EMENTA: Contrato de compra e venda de imóvel - necessidade de cláusula resolutiva - Impossibilidade de perda total das prestações pagas - CABIMENTO DE AÇÃO PRÓPRIA CONTRA CREDOR.

O Serviço Especial de Defesa Comunitária da Procuradoria Geral de Justiça no Estado do Ceará - DECOM, em 14.09.99 foi procurado pelo .............., com endereço na reclamação em análise, com a finalidade de receber deste Órgão Ministerial parecer acerca de fato envolvendo desistência voluntária da aquisição de imóvel, autorização para cessão ou transferência de imóvel, cobranças posteriores de débitos e conseqüente abalo de crédito, bem como desejo de ressarcimento de quantias pagas, haja vista reclamação de mau procedimento moral da .................

O reclamante, em síntese, alega que pactuou a compra de um apartamento junto a PREVCON, mais precisamente no condomínio Praia Sol, apartamento 902 do Bloco C, através de financiamento, sempre efetuando os pagamentos como avençado em contrato.

O reclamante, em audiência realizada no DECOM em 08.11.99 às 14:00h, explanou que ao ver a propaganda de "um excelente" apartamento na Avenida Mister Hull para vender em prestações fixas, avençou, mediante contrato escrito com a reclamada, na forma contrato de adesão, para adquirir o imóvel supradescrito.

Ressalte-se, antes de tudo, que a audiência realizada no DECOM se deu na segunda tentativa, uma vez que a audiência marcada anteriormente para o dia 11.10.99 às 14:00h, não teve a presença da PREVCON.

O reclamante ao fechar o negócio de compra e venda com a reclamada, pagou de entrada a importância de R$ 189,12 (cento e oitenta e nove reais e doze centavos) referente a adesão do contrato. Foi informado, no ato, de que este não seria o primeiro pagamento da parcela referente a compra do bem, embora as demais tivessem o mesmo valor. Junta cópia da MP referente ao valor da adesão, pago em 24.07.1997.
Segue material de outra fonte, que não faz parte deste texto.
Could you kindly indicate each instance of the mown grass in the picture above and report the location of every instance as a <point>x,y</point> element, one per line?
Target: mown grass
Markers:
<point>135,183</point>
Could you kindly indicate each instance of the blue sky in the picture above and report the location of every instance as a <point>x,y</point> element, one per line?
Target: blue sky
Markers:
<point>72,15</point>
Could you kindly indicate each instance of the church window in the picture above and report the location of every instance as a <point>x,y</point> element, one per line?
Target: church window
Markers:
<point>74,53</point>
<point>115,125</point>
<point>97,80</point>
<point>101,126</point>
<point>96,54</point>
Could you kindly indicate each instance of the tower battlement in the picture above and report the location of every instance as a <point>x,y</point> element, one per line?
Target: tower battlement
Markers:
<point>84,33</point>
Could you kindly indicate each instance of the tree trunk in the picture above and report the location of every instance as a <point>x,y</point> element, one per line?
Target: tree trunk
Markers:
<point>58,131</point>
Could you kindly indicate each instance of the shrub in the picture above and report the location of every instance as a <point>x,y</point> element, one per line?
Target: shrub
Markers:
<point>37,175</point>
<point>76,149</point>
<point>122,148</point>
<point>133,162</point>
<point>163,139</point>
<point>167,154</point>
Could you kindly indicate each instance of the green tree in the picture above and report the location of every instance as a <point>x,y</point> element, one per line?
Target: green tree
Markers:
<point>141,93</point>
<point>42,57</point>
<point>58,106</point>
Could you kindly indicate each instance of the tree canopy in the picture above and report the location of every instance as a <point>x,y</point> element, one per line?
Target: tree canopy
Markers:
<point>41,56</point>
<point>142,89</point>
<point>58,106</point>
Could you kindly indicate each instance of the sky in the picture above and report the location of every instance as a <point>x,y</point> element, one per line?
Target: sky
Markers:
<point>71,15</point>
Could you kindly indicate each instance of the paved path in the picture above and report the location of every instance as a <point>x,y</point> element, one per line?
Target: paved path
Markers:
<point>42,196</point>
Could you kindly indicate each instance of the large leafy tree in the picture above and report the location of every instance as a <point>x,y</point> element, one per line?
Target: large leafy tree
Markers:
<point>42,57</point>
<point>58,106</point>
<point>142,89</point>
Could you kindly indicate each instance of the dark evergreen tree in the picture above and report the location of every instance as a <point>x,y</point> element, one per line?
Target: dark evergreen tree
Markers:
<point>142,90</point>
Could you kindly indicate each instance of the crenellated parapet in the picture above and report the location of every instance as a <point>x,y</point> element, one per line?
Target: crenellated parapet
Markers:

O reclamante, após o pagamento da adesão R$ 189,12, deu início a aquisição de um apartamento, que conforme a planta baixa, tudo parecia muito bem. Quando já havia pago mais 12 (doze) prestações, num total de 13 (treze), foi ao local da construção do imóvel e percebeu que o apartamento era muito pequeno e mal dava para acomodar uma pequena família. Sentiu-se enganado pelo oferecimento do bem. Na verdade, visitando outro imóvel igual e já decorado, percebeu que o imóvel adquirido não acomodava sua família, razão que, em 08.10.98, segundo o reclamante, fez requerimento de desistência e solicitou a devolução do que foi pago pelo mesmo ao órgão contratado - PREVCON.

O reclamante, conforme faz prova com a cópia anexa do Termo de Autorização de Cessão/Transferência do imóvel em comento, desistiu da compra e autorizou a PREVCON negociar o apartamento. Não obteve êxito.

Apesar de se munir de documento de desistência do imóvel, o reclamante, após um ano sem pagar, já que demonstrara total desinteresse pelo imóvel, começou a receber cobranças da reclamada via AR dos correios. Procurou a PREVCON e lá foi informado de que seu apartamento foi leiloado e que o mesmo desconsiderasse qualquer carta de cobrança à respeito.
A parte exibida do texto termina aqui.